Energy Minister Edison Lobao had told reporters on July 26 that the government would demand energy rate cuts in order to renew the licenses. The analyst lowered the 12-month price estimate for the stock to 13 reais on Oct. 16, data compiled by Bloomberg show. He’s ranked by Bloomberg as the best analyst on the voting stock of Eletrobras based on his ratings for the shares. An investor who had followed his buy and sell recommendations over the past year would have gotten a return of 57 percent, according to data compiled by Bloomberg.
Rossi, the Sao Paulo-based homebuilder, has dropped 62 percent in the past year, the fourth-biggest drop on the Bovespa, to 3.66 reais after it posted its first annual loss in nine years. Barclays had the worst estimate on the stock, predicting a price of 21.52 reais. Brandon Ashcraft, a spokesman at Barclays, which closed its Brazilian equity research department earlier this year, declined to comment on the firm’s stock forecasts.
The selloff in Brazilian billionaire Eike Batista’s companies also caught analysts off-guard. OGX Petroleo & Gas Participacoes SA, Batista’s oil producer, has sunk 88 percent to 1.65 reais in the past 12 months after failing to meet output targets. The average analyst forecast was 23.29 reais.
Officials at OGX, Rossi and Eletrobras declined to comment on their share performance.
Analysts may have overestimated the boost that interest-rate reductions and Mantega’s tax cuts would give the economy, according to Fausto Gouveia, who helps manage 380 million reais at Sao Paulo-based Legan Administracao de Recursos.
Gross domestic product expanded 0.9 percent last year, the slowest pace since 2009. At the start of 2012, Mantega predicted the stimulus would help the economy expand 4.5 percent, while economists surveyed by the central bank forecast growth of 3.3 percent.

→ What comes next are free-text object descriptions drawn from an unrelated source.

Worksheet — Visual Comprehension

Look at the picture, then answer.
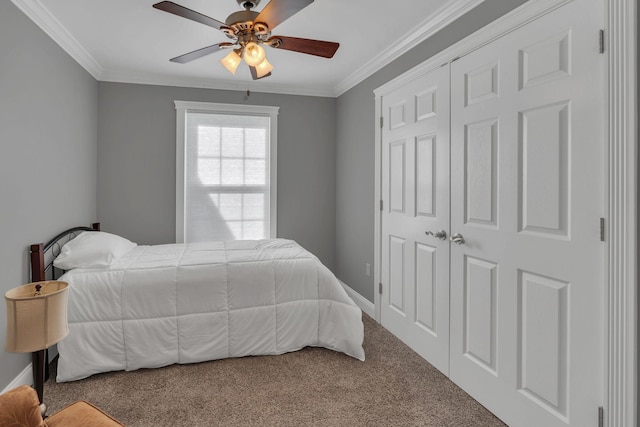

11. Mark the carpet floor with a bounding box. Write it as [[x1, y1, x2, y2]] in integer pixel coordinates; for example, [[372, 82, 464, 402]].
[[44, 315, 506, 426]]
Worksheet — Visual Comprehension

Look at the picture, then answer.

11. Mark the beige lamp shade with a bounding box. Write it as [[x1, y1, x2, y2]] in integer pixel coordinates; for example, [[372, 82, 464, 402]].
[[5, 281, 69, 353]]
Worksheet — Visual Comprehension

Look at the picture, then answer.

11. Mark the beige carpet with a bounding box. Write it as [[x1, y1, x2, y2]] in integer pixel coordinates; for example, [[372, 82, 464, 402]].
[[44, 315, 506, 426]]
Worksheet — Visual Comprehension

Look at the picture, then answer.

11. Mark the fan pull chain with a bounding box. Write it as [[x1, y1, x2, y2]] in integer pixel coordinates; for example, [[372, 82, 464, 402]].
[[244, 80, 251, 101]]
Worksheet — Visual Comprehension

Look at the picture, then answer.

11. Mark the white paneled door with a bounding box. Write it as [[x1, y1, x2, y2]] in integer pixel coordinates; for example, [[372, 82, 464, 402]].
[[380, 65, 451, 375], [449, 1, 605, 426], [379, 0, 605, 425]]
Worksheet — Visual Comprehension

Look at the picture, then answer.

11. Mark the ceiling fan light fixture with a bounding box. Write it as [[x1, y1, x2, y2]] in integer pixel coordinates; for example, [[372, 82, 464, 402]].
[[243, 42, 266, 66], [154, 0, 340, 80], [255, 58, 273, 78], [220, 49, 242, 74]]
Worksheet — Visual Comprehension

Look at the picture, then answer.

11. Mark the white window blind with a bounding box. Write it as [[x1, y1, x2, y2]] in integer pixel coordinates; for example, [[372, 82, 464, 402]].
[[175, 102, 278, 243]]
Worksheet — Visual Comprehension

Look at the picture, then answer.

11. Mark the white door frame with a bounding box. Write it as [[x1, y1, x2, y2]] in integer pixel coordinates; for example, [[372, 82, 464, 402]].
[[373, 0, 637, 426]]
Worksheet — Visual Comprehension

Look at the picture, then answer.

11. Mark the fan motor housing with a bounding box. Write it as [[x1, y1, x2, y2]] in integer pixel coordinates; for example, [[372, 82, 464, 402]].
[[225, 10, 259, 26], [236, 0, 261, 9]]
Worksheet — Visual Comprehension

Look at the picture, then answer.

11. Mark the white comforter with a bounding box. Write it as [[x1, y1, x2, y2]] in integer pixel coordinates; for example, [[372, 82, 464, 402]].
[[57, 239, 364, 382]]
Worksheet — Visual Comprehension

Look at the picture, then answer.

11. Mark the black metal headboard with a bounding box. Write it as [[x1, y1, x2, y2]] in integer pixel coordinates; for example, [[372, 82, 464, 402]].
[[30, 223, 100, 282]]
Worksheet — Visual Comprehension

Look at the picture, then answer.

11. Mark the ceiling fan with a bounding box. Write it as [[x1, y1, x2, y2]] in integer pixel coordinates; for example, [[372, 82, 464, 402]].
[[153, 0, 340, 80]]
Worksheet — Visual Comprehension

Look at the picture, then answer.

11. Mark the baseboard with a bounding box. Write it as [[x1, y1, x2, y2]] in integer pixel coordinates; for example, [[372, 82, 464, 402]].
[[1, 363, 32, 393], [1, 347, 58, 394], [340, 280, 375, 318]]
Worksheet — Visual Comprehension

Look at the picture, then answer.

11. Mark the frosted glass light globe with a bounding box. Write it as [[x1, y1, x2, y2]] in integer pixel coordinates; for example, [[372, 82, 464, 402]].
[[255, 58, 273, 78], [220, 50, 242, 75], [244, 42, 266, 67]]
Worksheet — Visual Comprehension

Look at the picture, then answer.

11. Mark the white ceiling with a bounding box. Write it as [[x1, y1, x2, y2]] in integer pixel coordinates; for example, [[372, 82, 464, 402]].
[[13, 0, 484, 97]]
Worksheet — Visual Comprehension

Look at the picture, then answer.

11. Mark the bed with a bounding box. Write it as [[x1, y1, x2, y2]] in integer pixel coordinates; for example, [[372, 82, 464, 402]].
[[30, 224, 365, 382]]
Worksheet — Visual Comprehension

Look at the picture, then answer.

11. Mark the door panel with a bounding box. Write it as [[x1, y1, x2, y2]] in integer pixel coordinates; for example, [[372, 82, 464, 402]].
[[389, 141, 406, 213], [519, 31, 570, 90], [416, 135, 437, 217], [465, 62, 500, 106], [389, 235, 406, 313], [519, 102, 569, 236], [415, 242, 436, 333], [518, 270, 569, 416], [449, 1, 604, 426], [464, 255, 498, 374], [381, 65, 451, 375], [465, 119, 499, 227]]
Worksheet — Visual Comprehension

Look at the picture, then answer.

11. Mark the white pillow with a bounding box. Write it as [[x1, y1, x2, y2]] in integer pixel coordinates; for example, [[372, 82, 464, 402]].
[[53, 231, 137, 270]]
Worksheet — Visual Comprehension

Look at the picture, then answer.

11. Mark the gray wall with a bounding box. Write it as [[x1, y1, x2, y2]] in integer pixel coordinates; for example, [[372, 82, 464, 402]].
[[335, 0, 528, 302], [97, 83, 337, 270], [0, 2, 98, 390]]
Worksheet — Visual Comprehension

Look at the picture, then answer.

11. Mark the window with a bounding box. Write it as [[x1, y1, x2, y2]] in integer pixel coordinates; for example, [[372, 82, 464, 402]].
[[175, 101, 278, 243]]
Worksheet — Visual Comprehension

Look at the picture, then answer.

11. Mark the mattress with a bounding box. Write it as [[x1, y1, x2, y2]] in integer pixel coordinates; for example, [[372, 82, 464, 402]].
[[57, 239, 365, 381]]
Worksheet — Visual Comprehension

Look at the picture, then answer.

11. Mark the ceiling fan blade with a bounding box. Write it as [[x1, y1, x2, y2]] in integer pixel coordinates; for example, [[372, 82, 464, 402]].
[[170, 44, 226, 64], [270, 36, 339, 58], [249, 66, 272, 80], [255, 0, 313, 31], [153, 1, 226, 30]]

“Mantega fooled everyone,” Gouveia said in a phone interview from Sao Paulo. “And the additional measures taken throughout 2012 not only didn’t boost economic activity, but also pushed stocks lower.”
The central bank has held the benchmark rate at a record-low 7.25 percent since October even as inflation quickened to 6.3 percent, within 0.2 percentage point of the upper end of its target range. Mantega told lawmakers on March 21 that missing an economic forecast isn’t a “mortal sin” given that the world economy remains sluggish.

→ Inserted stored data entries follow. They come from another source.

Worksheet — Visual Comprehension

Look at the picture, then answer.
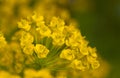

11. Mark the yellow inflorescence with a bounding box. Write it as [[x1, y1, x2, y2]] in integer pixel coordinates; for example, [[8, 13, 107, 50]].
[[0, 11, 100, 77], [15, 12, 100, 71]]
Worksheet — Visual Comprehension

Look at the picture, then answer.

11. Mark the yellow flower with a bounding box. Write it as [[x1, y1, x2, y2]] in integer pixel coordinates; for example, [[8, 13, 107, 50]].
[[24, 69, 53, 78], [71, 59, 86, 71], [51, 32, 65, 46], [64, 25, 82, 47], [34, 44, 49, 58], [24, 69, 38, 78], [86, 55, 100, 69], [88, 47, 97, 58], [20, 31, 34, 47], [17, 19, 31, 31], [78, 45, 89, 55], [49, 17, 65, 32], [60, 49, 75, 60], [91, 60, 100, 69], [36, 24, 51, 38], [32, 12, 44, 23], [0, 32, 7, 48], [87, 55, 96, 63], [0, 70, 21, 78], [23, 44, 34, 55]]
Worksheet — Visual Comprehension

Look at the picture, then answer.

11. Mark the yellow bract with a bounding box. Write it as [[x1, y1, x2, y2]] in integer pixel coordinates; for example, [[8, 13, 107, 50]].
[[34, 44, 49, 58]]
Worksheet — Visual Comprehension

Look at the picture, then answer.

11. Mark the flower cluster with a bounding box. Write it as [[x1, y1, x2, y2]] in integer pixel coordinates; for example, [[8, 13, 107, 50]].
[[15, 12, 100, 71], [0, 11, 100, 77]]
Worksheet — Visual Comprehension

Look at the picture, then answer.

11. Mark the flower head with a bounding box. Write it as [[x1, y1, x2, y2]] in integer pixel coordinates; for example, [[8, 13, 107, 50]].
[[15, 12, 100, 72]]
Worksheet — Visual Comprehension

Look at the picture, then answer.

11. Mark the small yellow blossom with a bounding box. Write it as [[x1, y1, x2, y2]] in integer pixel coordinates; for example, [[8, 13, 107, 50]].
[[87, 55, 100, 69], [51, 32, 65, 46], [64, 25, 82, 47], [60, 49, 75, 60], [32, 12, 44, 23], [49, 17, 65, 32], [88, 47, 97, 58], [0, 32, 7, 48], [71, 59, 86, 71], [20, 31, 34, 47], [34, 44, 49, 58], [91, 60, 100, 69], [17, 19, 31, 31], [36, 24, 51, 38], [23, 44, 34, 55], [87, 55, 96, 63], [78, 45, 89, 55]]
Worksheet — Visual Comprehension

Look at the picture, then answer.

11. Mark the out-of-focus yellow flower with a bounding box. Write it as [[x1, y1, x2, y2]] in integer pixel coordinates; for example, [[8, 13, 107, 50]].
[[32, 12, 44, 23], [36, 24, 51, 38], [49, 17, 65, 32], [72, 59, 110, 78], [56, 70, 67, 78], [88, 47, 97, 58], [51, 32, 65, 46], [91, 60, 100, 69], [24, 69, 53, 78], [64, 25, 82, 47], [23, 44, 34, 55], [60, 49, 75, 60], [17, 19, 31, 31], [34, 44, 49, 58], [0, 32, 7, 48], [0, 70, 21, 78], [20, 31, 34, 47], [71, 59, 86, 71], [87, 56, 100, 69]]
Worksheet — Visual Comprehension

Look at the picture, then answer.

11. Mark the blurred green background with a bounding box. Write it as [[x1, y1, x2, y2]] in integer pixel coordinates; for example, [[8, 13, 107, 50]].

The Finance Ministry’s press office declined to comment further on Mantega’s forecasts and the Bovespa’s slump. The Presidential Palace’s press office didn’t respond to an e-mailed request for comment.
While Brazilian analysts’ stock forecasts were the worst in the world, this shouldn’t be seen as a reflection of their skill level because everyone was surprised that the economy didn’t pick up, said Michael Shaoul, chairman of New York-based Marketfield Asset Management.
“I wouldn’t have expected the analysts to see the deterioration,” Shaoul, who has had an underweight position on Brazilian stocks since mid-2011, said in a phone interview. “Everybody fell into the same trap.”
The Bovespa’s 7.5 percent plunge in the first quarter marks the worst start to a year since 1995 as economic data signal a pickup remains elusive. Industrial production contracted 2.5 percent in February from January, the most since Dec. 2008, while consumer confidence dropped for a sixth month in March.
“We’re at a patch where it’s hard to tell if the economy is going to accelerate or remain in the slow growth period we’ve seen in the last year,” Henderson’s Cowley said.“And that’s feeding through to analysts’ estimates, as companies are not meeting expectations.”